Artigo de Attila Paes Barreto sobre identificação de espíritos

(Autor: Professor Caviar)

Enquanto alguém não tem a façanha de trazer, ainda que por arquivos de PDF na Internet, o livro O Enigma Chico Xavier Posto à Clara Luz do Dia, valioso documento de jornalismo investigativo, fiquemos com o artigo que Attila Paes Barreto, seu autor, publicou sobre Francisco Cândido Xavier na sua coluna Ineditoriais, do jornal carioca Diário de Notícias, de 03 de agosto de 1944:

O "espírito" de Humberto de Campos à luz da ciência de Charles Richet

Por Attila Paes Barreto - Ineditoriais - Diário de Notícias - Rio de Janeiro, 03 de agosto de 1944

Identificação de espíritos

Ao me entrevistar, o distinto e amável redator de um dos grandes vespertinos cariocas achou que eu tinha um modo engraçado (ou positivo?) de dizer as coisas.

A entrevista, porém, que lhe concedi, saiu bastante resumida, pelo que vou repeti-la aqui, em sua parte essencial.

- A família de Humberto de Campos - disse eu ao distinto e amável redator - quer saber se são verdadeiras ou autênticas as obras que se atribuem àquele que em vida foi seu ilustre chefe e um dos mais perfeitos estilistas da língua portuguesa, não é?

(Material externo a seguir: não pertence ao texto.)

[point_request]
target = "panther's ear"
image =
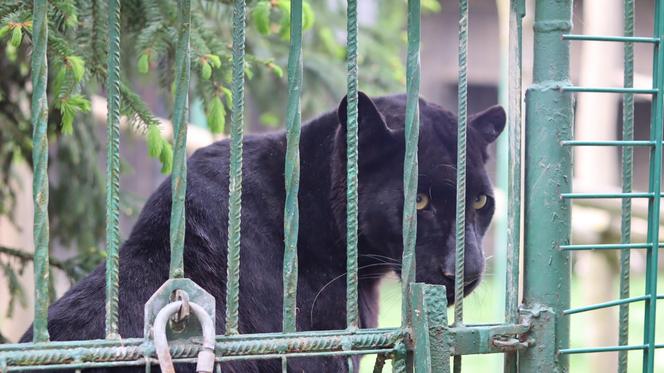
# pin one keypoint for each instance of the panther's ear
(489, 123)
(371, 124)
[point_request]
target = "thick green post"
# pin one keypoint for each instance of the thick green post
(179, 176)
(40, 165)
(547, 175)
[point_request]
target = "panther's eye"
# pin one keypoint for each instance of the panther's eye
(422, 201)
(480, 201)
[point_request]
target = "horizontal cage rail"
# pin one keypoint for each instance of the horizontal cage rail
(598, 306)
(650, 91)
(464, 340)
(623, 39)
(608, 143)
(607, 195)
(608, 246)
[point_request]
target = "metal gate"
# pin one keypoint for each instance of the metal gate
(535, 333)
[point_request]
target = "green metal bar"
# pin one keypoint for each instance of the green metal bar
(291, 211)
(624, 39)
(235, 177)
(410, 172)
(625, 143)
(430, 334)
(470, 339)
(627, 156)
(39, 118)
(605, 195)
(113, 170)
(460, 226)
(619, 246)
(651, 91)
(179, 177)
(400, 358)
(352, 313)
(549, 121)
(622, 301)
(568, 351)
(654, 187)
(517, 13)
(379, 363)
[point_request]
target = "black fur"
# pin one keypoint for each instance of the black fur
(144, 258)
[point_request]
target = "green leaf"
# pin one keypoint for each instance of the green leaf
(80, 102)
(308, 16)
(4, 30)
(17, 37)
(77, 66)
(68, 112)
(214, 60)
(261, 17)
(71, 21)
(206, 71)
(144, 63)
(284, 5)
(154, 141)
(59, 81)
(216, 116)
(166, 158)
(67, 122)
(284, 22)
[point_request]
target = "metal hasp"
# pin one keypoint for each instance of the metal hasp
(188, 330)
(547, 176)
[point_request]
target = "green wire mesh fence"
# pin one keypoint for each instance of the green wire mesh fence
(425, 341)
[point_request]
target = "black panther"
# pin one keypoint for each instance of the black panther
(144, 257)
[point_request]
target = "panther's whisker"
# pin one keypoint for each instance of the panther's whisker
(313, 303)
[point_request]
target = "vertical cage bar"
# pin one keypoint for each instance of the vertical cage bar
(460, 226)
(410, 172)
(352, 320)
(292, 173)
(292, 169)
(235, 178)
(627, 169)
(113, 169)
(40, 167)
(547, 168)
(654, 187)
(179, 177)
(517, 12)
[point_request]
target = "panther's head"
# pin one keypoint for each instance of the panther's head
(381, 153)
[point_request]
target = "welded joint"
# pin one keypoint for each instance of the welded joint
(511, 343)
(535, 316)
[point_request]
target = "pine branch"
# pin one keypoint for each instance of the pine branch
(29, 257)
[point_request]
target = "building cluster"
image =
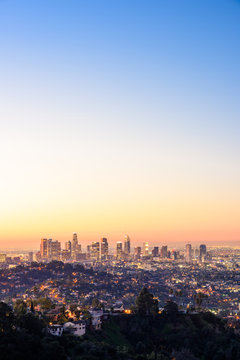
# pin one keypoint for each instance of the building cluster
(99, 251)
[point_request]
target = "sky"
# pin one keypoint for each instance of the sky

Pois o que se tem a fazer, em primeiro lugar, é aquilo que, na ciência de que o prof. Charles Richet lançou as bases, se chama "identificação de espíritos" (não se exige um papelório enorme para se identificar um ser humano vivo, que está à nossa frente, e o que estamos vendo? Por que, pois, não se deve identificar, também, certos "mortos"?). Como identificar, porém, o espírito de Humberto de Campos, se ele sumiu mal se soube que sua família tinha ido a juízo? Muito simples. Essas fugas assim repentinas e em determinados momentos são muito de Emmanuel. Certa vez, por exemplo, em Pedro Leopoldo, Chico Xavier (como fazia, depois, com outros) pegou-me pelo braço à porta de sua casa e me conduziu no interior do prédio. Conversamos cordialmente. Na hora, porém, de Emmanuel se manifestar, nada. Tinha sumido.

E prossigo eu, falando ao redator:

- Emmanuel se diz também Publius Lentulus, governador da Judeia nos tempos de Cristo. Ora, de acordo com os dados de que disponho, do ano 6 ao ano 66, destruição de Jerusalém e dispersão dos judeus, governaram a Judeia: de 6 a 9, Coponius; de 9 a 12, Marcus Ambibulus; de 12 a 15, Annius Rufus; de 15 a 26, Valerius Gratus; de 26 a 36, Pontius Pilatus; de 36 a 37, Marcellus; de 37 a 41, Marullus; de 44 a 47, Cuspius Fadus (*); de 47 a 48, Tiberius Alexander; de 48 a 52, Ventidius; de 52 a 60, Félix; de 60 a 62, Portius Festus; de 62 a 64, Albinus; e de 64 a 66, Gessius Florus. De Publius Lentulus (ou Emmanuel), como se vê, nem sombra.

Essa, na sua parte essencial, a entrevista que concedi a um distinto e amável redator de um dos grandes vespertinos cariocas.

Quanto ao mais, no inteiro dispor de Chico Xavier e sua escrita semi-mecânica ou semi-automática.

* * *

Noticiou-se que o sr. Humberto de Campos Filho e o dr. Milton Barbosa irão a Pedro Leopoldo.

Se isso acontecer, ninguém se espante se o "espírito" de Humberto de Campos, à última hora, quando não houver mais por onde escapar, se decidir a dar o ar de sua graça.

O exame gráfico e estilístico revelará, então, que ele é Emmanuel e este, Chico Xavier.

(A caligrafia corrente de uma mesma pessoa pode variar em volume, forma e ângulo de inclinação; no fundo, porém, sua "fisionomia" permanece a mesma).

(*) No reinado de Herodes, o governo da Judeia foi entregue a um procurador.